Nishida dkk. (2009) juga merekomendasikan untuk mengajarkan pengalaman-
pengalaman yang tidak berhubungan dengan kabel dalam satu pelajaran,
daripada menyebarkannya dalam beberapa hari.
Daripada menciptakan pengalaman baru, guru dapat menggunakan
pembelajaran yang sudah ada (misalnya pembelajaran yang berkaitan dengan
pengurutan atau pembelajaran yang menggunakan Diagram Venn) untuk
menggabungkan pemikiran CT. Tantangan dalam menggunakan materi yang
ada bagi guru adalah mampu mengidentifikasi CT dalam kegiatan atau mampu
menanamkan CT secara eksplisit dalam tugas yang mungkin belum pernah ada
sebelumnya.
Salah satu contoh aktivitas unplugged adalah pengurutan bentuk
berdasarkan properti dan atribut menggunakan struktur pohon keputusan
sederhana jika-maka. Penyortiran adalah contoh algoritma komputasi dimana
properti atau atribut membentuk aturan untuk menempatkan suatu objek dalam
satu koleksi versus yang lain (Namukasa et al.2015). Kegiatan ini hanya
memerlukan pengetahuan terbatas sebelumnya tentang matematika atau
pemrograman komputer, dan dapat mengarah pada pengembangan konsep
matematika dan pemrograman komputer yang lebih maju seperti
pengembangan algoritma pengurutan (Papert1980; Resnick dkk.2005). Objek
dalam konteks unplugged bisa berwujud atau konseptual, bukan berbasis digital
atau komputer. Pengalaman tanpa kabel juga dapat digabungkan dengan
pengalaman lain yang dijelaskan secara singkat.

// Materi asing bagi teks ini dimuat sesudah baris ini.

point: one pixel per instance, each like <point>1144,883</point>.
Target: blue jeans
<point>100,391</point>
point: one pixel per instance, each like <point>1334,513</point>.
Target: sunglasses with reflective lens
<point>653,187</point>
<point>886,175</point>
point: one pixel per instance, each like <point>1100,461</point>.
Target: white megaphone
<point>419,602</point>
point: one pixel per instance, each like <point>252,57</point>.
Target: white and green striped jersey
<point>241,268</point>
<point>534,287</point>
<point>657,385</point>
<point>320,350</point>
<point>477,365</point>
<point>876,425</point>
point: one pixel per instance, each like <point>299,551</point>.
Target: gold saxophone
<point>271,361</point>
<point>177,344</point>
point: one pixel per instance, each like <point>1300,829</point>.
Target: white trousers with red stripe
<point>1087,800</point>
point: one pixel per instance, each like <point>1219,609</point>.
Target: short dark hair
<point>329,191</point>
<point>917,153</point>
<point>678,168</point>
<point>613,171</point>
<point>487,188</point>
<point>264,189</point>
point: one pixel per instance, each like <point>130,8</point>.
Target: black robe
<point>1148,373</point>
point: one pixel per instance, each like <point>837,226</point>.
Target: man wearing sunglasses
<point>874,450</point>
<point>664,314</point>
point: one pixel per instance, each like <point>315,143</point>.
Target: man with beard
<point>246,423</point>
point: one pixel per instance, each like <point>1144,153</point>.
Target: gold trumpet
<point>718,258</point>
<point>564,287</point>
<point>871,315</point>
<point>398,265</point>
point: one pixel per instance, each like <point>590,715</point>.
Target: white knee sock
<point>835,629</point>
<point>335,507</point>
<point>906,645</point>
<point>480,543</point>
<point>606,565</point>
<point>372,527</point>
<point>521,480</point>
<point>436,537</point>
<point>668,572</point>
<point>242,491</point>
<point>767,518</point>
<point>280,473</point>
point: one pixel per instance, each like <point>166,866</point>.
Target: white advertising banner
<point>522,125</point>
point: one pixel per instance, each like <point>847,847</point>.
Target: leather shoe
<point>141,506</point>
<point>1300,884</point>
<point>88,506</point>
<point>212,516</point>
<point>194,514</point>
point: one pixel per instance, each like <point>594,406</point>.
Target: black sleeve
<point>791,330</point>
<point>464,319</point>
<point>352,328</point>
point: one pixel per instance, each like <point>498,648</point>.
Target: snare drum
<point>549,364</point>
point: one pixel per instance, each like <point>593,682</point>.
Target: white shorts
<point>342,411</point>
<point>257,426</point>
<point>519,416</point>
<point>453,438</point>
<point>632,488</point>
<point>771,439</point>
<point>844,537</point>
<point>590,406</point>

Contoh bagus lainnya dari pengalaman tanpa kabel dapat ditemukan dalam
buku khusus ini. Gadanidis dkk. (2016) mendeskripsikan kegiatan lempar koin
tanpa colokan bersama siswa kelas satu yang mendalami Teorema Binomial
(lihat makalah dan Gambar 6). Dalam kegiatan ini, siswa diminta mencatat dan
membandingkan jumlah hasil yang mengikuti setiap jalur (1 sampai 6). Kegiatan
ini mengeksplorasi probabilitas, estimasi, dan dugaan. Ini memberikan
pengalaman konkrit dan kinestetik bagi anak dan memungkinkan
pengembangan pengetahuan dasar. Ini mencerminkan Weintrop dkk. (2016)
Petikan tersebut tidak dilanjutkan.